Awas Krisis Daging
Kenali Sapi Berkualitas Lewat Dengan Cara Menepuk
Teriakan itu diselingi gerak tangan sang blantik, menepuk-nepuk tubuh bagian belakang sapi.
SURYA Online, PROBOLINGGO - Memilih sapi berkualitas bukan perkara mudah, terutama saat pasokan sapi siap potong di pasaran yang mulai menyusut.
Tapi para jagal dengan mudah mengenali sapi berkualitas tinggi. Bahkan mereka bisa menaksir berat sapi cukup dengan insting. Bukan dengan timbangan.
“Ayo, ayo. Lemak-lemak, lemak-lemak (lima-lima, lima-lima),” teriak blantik tua di Pasar Maron, Probolinggo akhir pekan lalu.

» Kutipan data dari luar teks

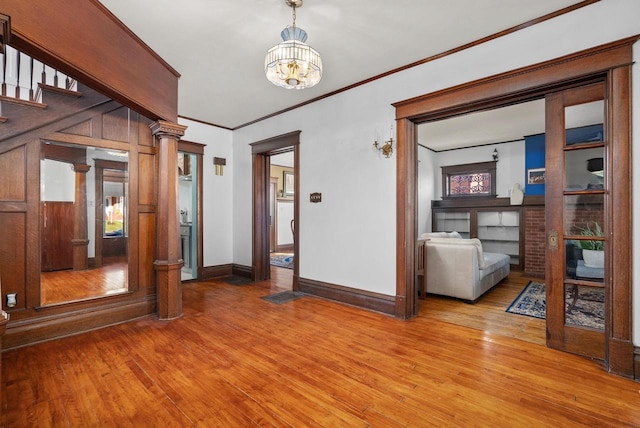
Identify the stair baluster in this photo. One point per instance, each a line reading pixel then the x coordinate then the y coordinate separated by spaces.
pixel 4 73
pixel 31 98
pixel 17 96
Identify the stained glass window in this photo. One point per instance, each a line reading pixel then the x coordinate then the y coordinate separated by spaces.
pixel 469 180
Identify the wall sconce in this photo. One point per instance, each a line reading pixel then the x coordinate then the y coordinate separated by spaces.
pixel 219 163
pixel 386 149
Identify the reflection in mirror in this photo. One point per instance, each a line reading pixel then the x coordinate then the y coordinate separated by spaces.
pixel 84 223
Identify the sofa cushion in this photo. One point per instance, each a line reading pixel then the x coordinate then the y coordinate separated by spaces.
pixel 430 235
pixel 475 242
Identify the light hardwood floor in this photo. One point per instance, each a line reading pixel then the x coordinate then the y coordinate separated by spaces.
pixel 236 360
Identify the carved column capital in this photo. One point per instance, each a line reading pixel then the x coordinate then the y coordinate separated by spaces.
pixel 167 129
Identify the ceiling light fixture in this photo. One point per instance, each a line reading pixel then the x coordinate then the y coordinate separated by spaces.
pixel 293 64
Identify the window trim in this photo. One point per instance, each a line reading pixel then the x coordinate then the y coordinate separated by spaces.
pixel 470 168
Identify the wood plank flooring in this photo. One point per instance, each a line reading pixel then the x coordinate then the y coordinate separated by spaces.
pixel 236 360
pixel 69 285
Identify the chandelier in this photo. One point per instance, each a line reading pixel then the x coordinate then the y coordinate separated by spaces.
pixel 293 64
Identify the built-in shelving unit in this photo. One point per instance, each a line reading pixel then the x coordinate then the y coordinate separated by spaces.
pixel 492 220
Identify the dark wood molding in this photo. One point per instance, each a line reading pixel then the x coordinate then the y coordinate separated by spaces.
pixel 351 296
pixel 285 248
pixel 277 144
pixel 406 305
pixel 430 59
pixel 619 169
pixel 210 272
pixel 191 147
pixel 204 122
pixel 34 330
pixel 518 85
pixel 130 60
pixel 611 61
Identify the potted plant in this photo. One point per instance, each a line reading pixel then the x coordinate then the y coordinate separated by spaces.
pixel 592 250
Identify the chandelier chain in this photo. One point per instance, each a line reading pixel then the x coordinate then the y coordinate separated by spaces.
pixel 294 15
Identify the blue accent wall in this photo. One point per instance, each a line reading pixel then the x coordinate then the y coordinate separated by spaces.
pixel 534 158
pixel 535 151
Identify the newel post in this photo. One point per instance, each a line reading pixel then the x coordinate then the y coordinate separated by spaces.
pixel 80 241
pixel 168 251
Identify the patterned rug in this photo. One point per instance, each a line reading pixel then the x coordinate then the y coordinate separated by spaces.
pixel 283 297
pixel 282 260
pixel 587 312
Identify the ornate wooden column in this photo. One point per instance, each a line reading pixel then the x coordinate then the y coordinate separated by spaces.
pixel 80 239
pixel 168 251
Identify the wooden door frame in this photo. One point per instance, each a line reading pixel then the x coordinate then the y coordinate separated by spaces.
pixel 612 60
pixel 261 151
pixel 196 149
pixel 273 200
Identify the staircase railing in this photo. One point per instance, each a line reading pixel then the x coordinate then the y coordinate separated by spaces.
pixel 19 77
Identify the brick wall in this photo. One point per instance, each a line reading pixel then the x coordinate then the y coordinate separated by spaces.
pixel 534 241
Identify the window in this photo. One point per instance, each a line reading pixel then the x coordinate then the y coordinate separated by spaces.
pixel 469 180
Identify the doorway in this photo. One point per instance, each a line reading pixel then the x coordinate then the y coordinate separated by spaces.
pixel 190 166
pixel 281 210
pixel 263 151
pixel 608 63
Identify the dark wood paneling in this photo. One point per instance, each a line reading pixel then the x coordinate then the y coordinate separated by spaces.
pixel 146 249
pixel 56 235
pixel 115 125
pixel 619 170
pixel 12 255
pixel 406 220
pixel 351 296
pixel 35 330
pixel 211 272
pixel 13 164
pixel 85 128
pixel 50 31
pixel 114 246
pixel 146 181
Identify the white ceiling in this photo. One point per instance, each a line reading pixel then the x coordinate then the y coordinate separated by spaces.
pixel 218 46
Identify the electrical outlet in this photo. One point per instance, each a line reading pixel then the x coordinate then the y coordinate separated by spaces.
pixel 12 299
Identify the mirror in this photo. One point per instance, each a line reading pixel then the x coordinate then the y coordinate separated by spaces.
pixel 84 223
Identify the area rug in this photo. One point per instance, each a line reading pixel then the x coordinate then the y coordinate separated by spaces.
pixel 282 260
pixel 587 312
pixel 283 297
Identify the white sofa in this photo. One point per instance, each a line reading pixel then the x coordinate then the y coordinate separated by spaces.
pixel 459 267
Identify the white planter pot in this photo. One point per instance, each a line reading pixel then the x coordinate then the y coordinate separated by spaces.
pixel 593 258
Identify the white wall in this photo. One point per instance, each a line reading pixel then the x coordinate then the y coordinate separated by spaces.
pixel 349 238
pixel 217 192
pixel 427 171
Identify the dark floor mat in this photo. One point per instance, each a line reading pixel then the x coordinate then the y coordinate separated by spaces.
pixel 283 297
pixel 238 280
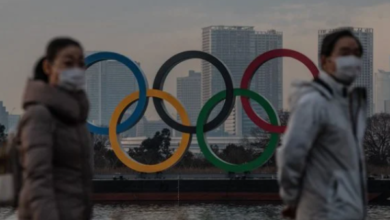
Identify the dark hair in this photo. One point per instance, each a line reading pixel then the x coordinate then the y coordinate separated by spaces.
pixel 331 39
pixel 57 44
pixel 39 73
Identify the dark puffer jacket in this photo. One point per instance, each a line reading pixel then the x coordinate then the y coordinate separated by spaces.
pixel 55 155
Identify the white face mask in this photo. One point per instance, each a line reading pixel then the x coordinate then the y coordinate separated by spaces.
pixel 72 79
pixel 348 68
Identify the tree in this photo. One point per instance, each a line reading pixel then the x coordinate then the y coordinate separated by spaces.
pixel 377 140
pixel 104 158
pixel 153 150
pixel 260 138
pixel 237 154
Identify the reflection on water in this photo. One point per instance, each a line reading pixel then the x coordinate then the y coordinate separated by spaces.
pixel 200 211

Teriakan itu diselingi gerak tangan sang blantik, menepuk-nepuk tubuh bagian belakang sapi.
Tepukan di tubuh sapi itu maksudnya, meyakinkan calon pembeli. Bunyi bluk-bluk pada tepukan, menunjukkan sapi itu cukup berdaging.
Blantik itu mengira jurnalis koran ini calon pembeli. Dia langsung mengangkat tali yang melilit di hidung sapinya agar kepala sapi berwarna coklat itu mendongak.
Posisi sapi pun terlihat gagah. Tubuh sapi juga kekar, lebar dan panjang. Meski begitu, sapi itu berjenis kelamin betina dan masih produktif.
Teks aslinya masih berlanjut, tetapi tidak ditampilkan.